04. Zoom, Google Meet, Teams are very good. Nobody denies it. However, walking in someone else's shoes, personally, where they live, work and produce, where the magic happens is an analog experience that not even billions of bits can replace. Understanding what we are only able to perceive with our five senses is priceless.

05. More than the directly professional results that result from this “traveler's life”, I have something else in my suitcase, a sweet souvenir. The reunion with a pattern of human relationships with fuller affection that our hustle and bustle has suffocated. Let's face it, doesn't the mere meeting in the elevator, at the traffic light or at the subway station kill that stored desire to go beyond the simple “okay”? Who remembers the premonitory song “Closed sign” by Paulinho da Viola (1974), you better understand what I’m saying. 

06. They, the Brazilian brands, may have even been inspired and learned from global brands. Nobody denies it. Years of working for Unilever and J&J showed me this. But there comes a time in the lives of local companies when it is as if we hear an impulse of independence and commitment to one's own path. Something like that: "Bahia has already given me a ruler and compass, I trace my path through the world myself” (Gilberto Gil). 

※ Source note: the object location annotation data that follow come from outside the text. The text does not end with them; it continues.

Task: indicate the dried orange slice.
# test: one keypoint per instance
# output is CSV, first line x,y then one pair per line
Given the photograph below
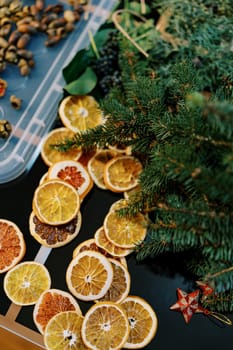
x,y
89,275
143,322
74,173
130,193
12,245
25,282
125,232
103,242
122,173
54,236
43,178
63,332
88,244
50,155
55,202
80,113
105,326
96,166
120,286
86,156
50,303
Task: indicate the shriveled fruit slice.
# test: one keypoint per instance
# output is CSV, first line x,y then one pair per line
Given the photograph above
x,y
55,202
103,242
12,245
120,286
50,154
105,326
86,156
25,282
43,178
96,166
74,173
80,113
90,244
128,194
122,173
50,303
143,322
125,231
63,332
54,236
89,275
120,148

07. The life of a traveler is an encounter with Brazilian culture, in all its multiple and powerful matrices and idiosyncrasies. An obligatory counterpoint to mitigate what our marketing and branding projects do by mimicking Western references, which we inherited from the global corporations that landed here.

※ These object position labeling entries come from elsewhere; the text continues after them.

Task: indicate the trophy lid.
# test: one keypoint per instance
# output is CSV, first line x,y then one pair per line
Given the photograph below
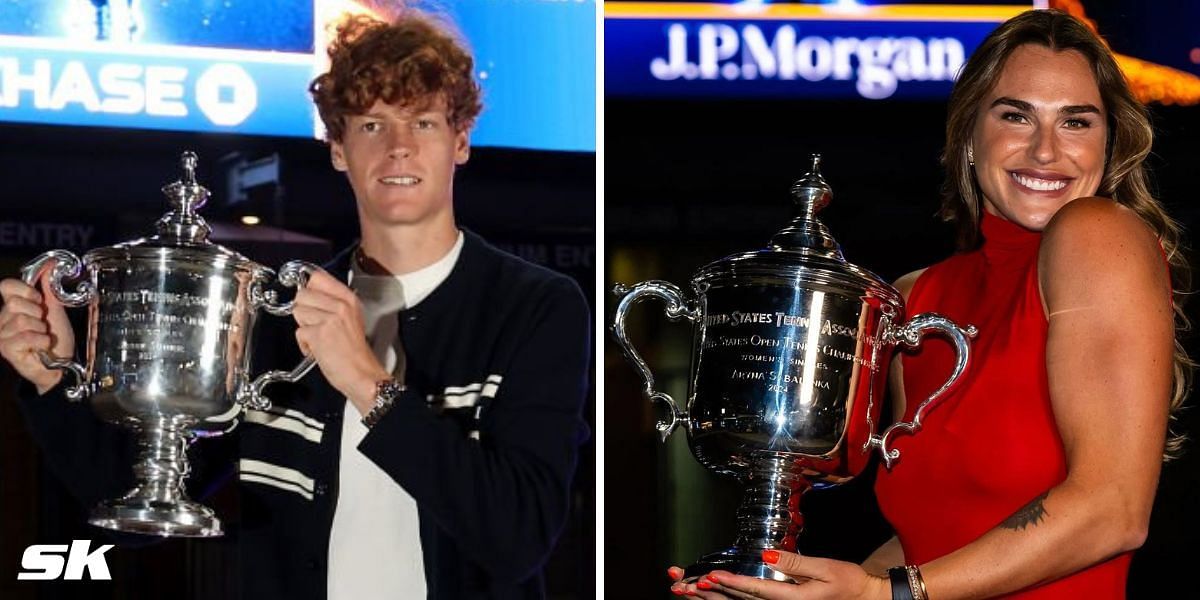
x,y
180,233
804,251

08. On this journey, I was also convinced of something very precious, as I came across many family businesses along my way. The care and rigor with which they manage their business and their brands are not a mirror of what I see in corporations where power is pulverized and the volatility of positions is a vapt-vupt. Where businessmen were replaced by businessmen, in search of a supposed professionalization. The rule is clear: in companies that preserve family ties in managing their business, something is very different. Something that evokes an almost maternal bond. A passion for their roots, a zeal for the purpose that guides them and that they do not give up. More than a strategy to preserve the essence of your brand, it is a blood connection with generations that brought it here today.  

In short: marketing, communication, branding only bear fruit on soil watered by an authentic understanding of what consumers think and, most importantly, feel. Without this, we are in the sterile and risky terrain of ethnocentrism.

The life of a traveler is a healthy detox against ethnocentrism in business. Use and abuse!

And don't forget, the flying car will come from Taubaté (120 km from Av. Faria Lima).